Le Ministère de l'Éducation nationale, de l'Université, de la Recherche ne gère par directement ce qu'il se passe dans les établissements scolaires. Contrairement à la France, il ne publie pas de "Programmes officiels" à faire respecter dans chaque région mais donne uniquement des indications de savoirs, de compétences que les élèves devraient atteindre.

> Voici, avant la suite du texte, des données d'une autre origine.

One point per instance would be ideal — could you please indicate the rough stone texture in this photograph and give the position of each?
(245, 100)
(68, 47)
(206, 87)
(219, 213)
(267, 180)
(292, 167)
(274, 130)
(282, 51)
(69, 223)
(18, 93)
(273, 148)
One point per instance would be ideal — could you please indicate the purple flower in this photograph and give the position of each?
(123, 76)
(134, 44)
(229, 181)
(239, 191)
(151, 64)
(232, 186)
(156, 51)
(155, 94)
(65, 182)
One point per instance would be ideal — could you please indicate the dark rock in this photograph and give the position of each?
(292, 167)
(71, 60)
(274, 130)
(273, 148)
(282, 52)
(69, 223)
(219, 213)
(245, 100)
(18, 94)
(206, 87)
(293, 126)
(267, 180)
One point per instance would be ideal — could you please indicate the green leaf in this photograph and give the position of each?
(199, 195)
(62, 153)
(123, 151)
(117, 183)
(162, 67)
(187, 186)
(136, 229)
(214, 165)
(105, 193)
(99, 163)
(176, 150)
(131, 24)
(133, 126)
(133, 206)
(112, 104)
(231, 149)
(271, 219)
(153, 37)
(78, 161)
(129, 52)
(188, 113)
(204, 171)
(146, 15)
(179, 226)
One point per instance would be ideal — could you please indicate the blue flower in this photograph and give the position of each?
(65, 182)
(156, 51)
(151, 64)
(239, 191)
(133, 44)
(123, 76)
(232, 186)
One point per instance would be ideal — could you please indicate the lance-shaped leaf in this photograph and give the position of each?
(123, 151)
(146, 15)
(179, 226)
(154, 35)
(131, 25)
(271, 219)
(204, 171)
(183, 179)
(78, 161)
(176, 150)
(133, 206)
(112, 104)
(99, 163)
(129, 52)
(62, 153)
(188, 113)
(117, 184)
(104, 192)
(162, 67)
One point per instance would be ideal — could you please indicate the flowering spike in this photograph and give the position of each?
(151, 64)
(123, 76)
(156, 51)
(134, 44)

Les "Collectivités Territoriales" suivent les indications du Ministère étant donné qu'en Italie, les établissements scolaires sont autonomes (loi d'autonomie scolaire). C'est pour cela que chaque établissement a ses propres objectifs d'enseignement, qu'il existe autant de programmes d'enseignement qu'il existe d'établissements (c'est une vision très simplifiée des choses : il existe un "curricula", c'est à dire un programme minimum, émanant de l'Etat, un de la région que les établissements se doivent de respecter). Pour informer les familles de l'offre de formation chaque école édite son P.O.F. (Piano dell'Offerta Formativa) et P.E.I. (Progetto Educativo d'Istituto).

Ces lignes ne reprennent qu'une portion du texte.